Patch Alert: Exploit Code Publicly Released for VMware FlawsRecently Disclosed Vulnerabilities Allow for Remote Takeover of Multiple Products
Virtualization giant VMware is warning users to immediately patch a range of its access and identity management products now that researchers have published proof-of-concept code for exploiting an authentication bypass allowing attackers to gain admin privilege.
See Also: The Essential Guide to Zero Trust
The company says it has yet to see in-the-wild attacks using the exploit. VMware on Aug. 2 warned that 10 newly detailed flaws are present in its Workspace ONE Access, VMware Identity Manager - aka vIDM, vRealize Lifecycle Manager, vRealize Automation and VMware Cloud Foundation products. The company warns that not all products are issued in just stand-alone versions; some can be optional add-ons to other products.
One of the most critical flaws, affecting multiple products, is the authentication bypass vulnerability designated CVE-2022-31656, which an attacker could use to gain administrative access to the systems without having to authenticate.
"This critical vulnerability should be patched or mitigated immediately," VMware warns in a FAQ.
Code for exploiting two of the flaws has been publicly released by the security researcher "Petrus Viet," who initially reported the flaws to VMware.
VMware warns the flaws can be exploited not just to facilitate authentication bypass but also remote code execution, allowing an attacker to remotely execute dangerous commands, and privilege escalation vulnerabilities, which would allow an attacker to gain root access.

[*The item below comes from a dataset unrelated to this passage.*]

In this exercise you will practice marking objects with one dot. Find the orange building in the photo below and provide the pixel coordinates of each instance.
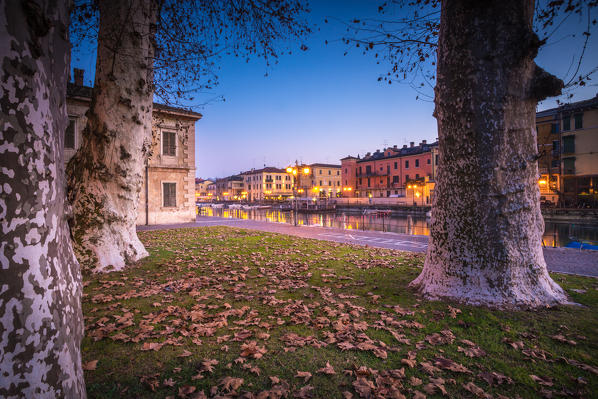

This is a detailed technical analysis of two vulnerabilities CVE-2022-31656 and CVE-2022-31659 affecting VMware Workspace ONE Access, Identity Manager, and vRealize Automation. I hope it helps you and sorry for my bad english.
[ENG] https://t.co/lOXEUvEyPV— Petrus Viet (@VietPetrus) August 9, 2022
Follows VMSA-2022-0014 Alert From May
The 10 newly discovered flaws appear to have resulted from Petrus Viet probing the flaws that were publicly disclosed earlier this summer. A May alert, VMSA-2022-0014, details separate flaws in the same set of products. Some of those vulnerabilities can be remotely exploited to seize control of the systems.
"When a security researcher finds a vulnerability, it often draws the attention of other security researchers who bring different perspectives and experience to the research," VMware says.
In May, VMware detailed workarounds that would protect users against the flaws that it detailed in VMSA-2022-0014.
It says those workarounds protect against the newly reported, critical vulnerability, CVE-2022-31656, "but not the additional, less-severe vulnerabilities that are disclosed in VMSA-2022-0021."
Accordingly, "we urge patching of the Workspace ONE Access/Identity Manager components instead of relying on workarounds," VMware says.
When VMware released its May security alert and patches, the vulnerabilities it detailed were already being actively exploited by attackers in the wild.
At the time, the U.S. Cybersecurity and Infrastructure Security Agency issued an emergency directive requiring all federal agencies to patch the flaws, which are designated as CVE-2022-22954 and CVE-2022-22960.
CISA warned in May that the vulnerabilities were already being actively exploited by multiple groups, including nation-state hacking groups. It said attackers appeared to have found the flaws by reverse-engineering an April 6 security update from VMware.